In the mid-1950s, the United States government covertly arranged to build a fallout shelter to house the entire U.S. Congress underneath the Greenbrier Resort in White Sulphur Springs, WV. Using the building of a new hotel addition—paid for by the Eisenhower administration—as a cover, the government set out to build a Congress deep beneath the ground. As part of this Faustian deal, the five-star hotel agreed that in case of nuclear war—or even just a realistic threat—the entire hotel would be commandeered by the government, hot tubs and all.

A post-nuclear seat of congressional government, this was truly intended to house only the congressmen and their aids. It was not designed to accommodate their spouses or children, who would presumably have to find shelter somewhere else.

To help ensure its secrecy the bunker was operated by a dummy company known as Forsythe Associates and workers on the bunker all dressed as hotel audiovisual employees. Any calls going in and out of the bunker were routed through the hotel switchboard so it looked as if they originated from and were going to the Resort.

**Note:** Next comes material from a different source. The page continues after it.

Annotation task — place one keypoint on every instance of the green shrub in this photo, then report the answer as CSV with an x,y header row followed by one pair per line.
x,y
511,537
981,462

The shelter was fully equipped and among the standard bunk beds, televisions, and furniture that populate the “Graceland of Atomic Tourism,” there are a few very curious items. Among these are a special room meant for holding and calming members of Congress who can’t handle the stress, and an incinerator meant for “pathological waste,” or the Congresspeople’s irradiated bodies. A huge 100-foot radio tower installed approximately four miles away was connected to the bunker so that the congressmen could broadcast emergency messages.

Completed in 1958, the shelter is no longer operative since its location was revealed in a 1992 Washington Post article.

Currently, the shelter houses the offices of a data storage company, but for three decades it was fully stocked with food, furniture, and even current magazines. The shelter even had two mock chambers of Congress, complete with flags, microphones, and pictures of the founding fathers, all equipped to carry on U.S. government operations in case of nuclear war.

There are now guided tours throughout the week.